Personal information
- Full name: Raymond Devey
- Date of birth: 19 December 1917
- Place of birth: Birmingham, England
- Date of death: 26 June 2001 (aged 83)
- Place of death: England
- Height: 5 ft 7 in (1.70 m)
- Position: Centre half

Youth career
- Shirley Juniors
- Birmingham

Senior career*
- Years: Team / Apps / (Gls)
- 1937–1947: Birmingham City / 1 / (0)
- 1947–1950: Mansfield Town / 76 / (4)
- 1950–195?: Hereford United

= Ray Devey =

English footballer (1917–2001)

Raymond Devey (19 December 1917 – 26 June 2001) was an English professional footballer who played in the Football League for Birmingham City and Mansfield Town. He played as a centre half.

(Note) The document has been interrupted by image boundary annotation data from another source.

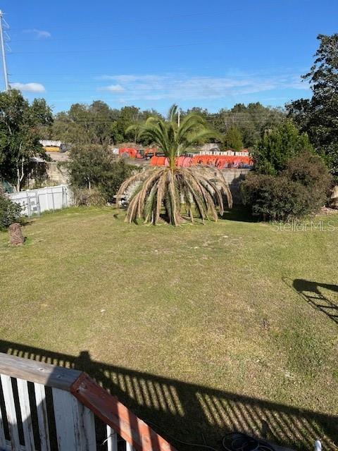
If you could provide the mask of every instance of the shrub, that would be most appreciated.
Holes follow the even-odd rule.
[[[20,220],[22,207],[0,193],[0,230]]]
[[[318,210],[325,204],[332,177],[320,156],[304,151],[289,160],[282,173],[291,180],[301,183],[311,192],[313,210]]]
[[[291,121],[282,122],[264,135],[253,152],[255,168],[262,174],[276,175],[288,161],[313,147],[306,133],[299,133]]]
[[[77,206],[101,206],[106,201],[101,191],[97,188],[77,188],[73,187],[74,202]]]
[[[103,146],[90,145],[72,147],[70,161],[67,163],[73,190],[88,188],[83,191],[87,198],[91,190],[96,188],[106,202],[111,202],[120,185],[130,177],[134,166],[116,158]],[[91,194],[93,197],[94,195]]]
[[[321,159],[308,152],[291,159],[277,175],[251,173],[241,185],[243,202],[263,221],[288,221],[323,206],[331,177]]]

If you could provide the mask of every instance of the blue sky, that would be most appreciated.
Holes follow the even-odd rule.
[[[161,112],[174,102],[211,111],[282,106],[310,94],[300,75],[316,36],[337,31],[332,0],[3,0],[1,8],[12,86],[55,112],[95,99]]]

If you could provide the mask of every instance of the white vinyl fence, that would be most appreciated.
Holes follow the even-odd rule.
[[[8,194],[11,201],[23,206],[23,215],[39,215],[47,210],[58,210],[73,204],[72,192],[67,185],[38,190],[27,190]]]

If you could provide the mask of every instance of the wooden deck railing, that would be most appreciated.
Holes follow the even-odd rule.
[[[0,450],[175,451],[85,373],[0,353]]]

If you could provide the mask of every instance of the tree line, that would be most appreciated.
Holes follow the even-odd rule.
[[[269,152],[262,150],[264,142],[269,142],[267,137],[286,121],[292,121],[303,136],[302,140],[308,139],[314,152],[338,182],[338,34],[320,35],[318,39],[319,47],[313,65],[303,76],[312,90],[309,99],[290,102],[284,109],[264,106],[259,102],[237,104],[216,113],[195,107],[180,111],[181,120],[189,114],[198,114],[215,132],[212,140],[220,143],[222,149],[249,147],[253,150],[260,171],[268,172],[270,168],[270,173],[273,173],[275,163]],[[101,101],[90,105],[75,104],[68,111],[53,116],[44,99],[30,104],[19,91],[1,92],[0,180],[11,184],[17,190],[24,186],[37,159],[48,161],[47,154],[39,144],[41,139],[60,140],[82,149],[94,145],[106,148],[108,144],[127,142],[150,145],[149,136],[137,132],[150,117],[163,120],[154,110],[136,106],[111,109]],[[281,154],[283,149],[290,152],[280,135],[282,133],[277,132],[273,144],[273,158],[276,152]]]
[[[217,113],[194,107],[182,111],[181,118],[192,113],[199,114],[213,130],[218,132],[223,149],[251,147],[258,143],[262,132],[283,119],[285,113],[277,108],[263,106],[259,102],[248,105],[237,104],[230,109],[222,109]],[[96,100],[90,105],[74,104],[68,111],[58,113],[53,124],[44,130],[45,139],[61,140],[74,144],[113,144],[134,142],[147,146],[151,144],[144,137],[138,137],[137,128],[130,125],[143,124],[149,117],[163,119],[155,110],[142,110],[137,106],[110,108],[105,102]]]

Devey was born in the Tyseley district of Birmingham. He joined Birmingham as a junior, and turned professional in 1937. The Second World War put a stop to his career development, and he finally made his Football League debut on 21 September 1946, at the age of 28, deputising for Arthur Turner in a Second Division game at home to Newport County which finished as a 1–1 draw. Devey joined Mansfield Town at the start of the 1947–48 season, and he played 76 games in the Third Division North before finishing off his playing career with a brief spell at non-league Hereford United.

Devey returned to Birmingham City, where he spent the remainder of his working life, performing a variety of backroom roles including reserve team trainer and coach, first-team trainer, physiotherapist and kit-man. He retired in 1983. He died in 2001 at the age of 83.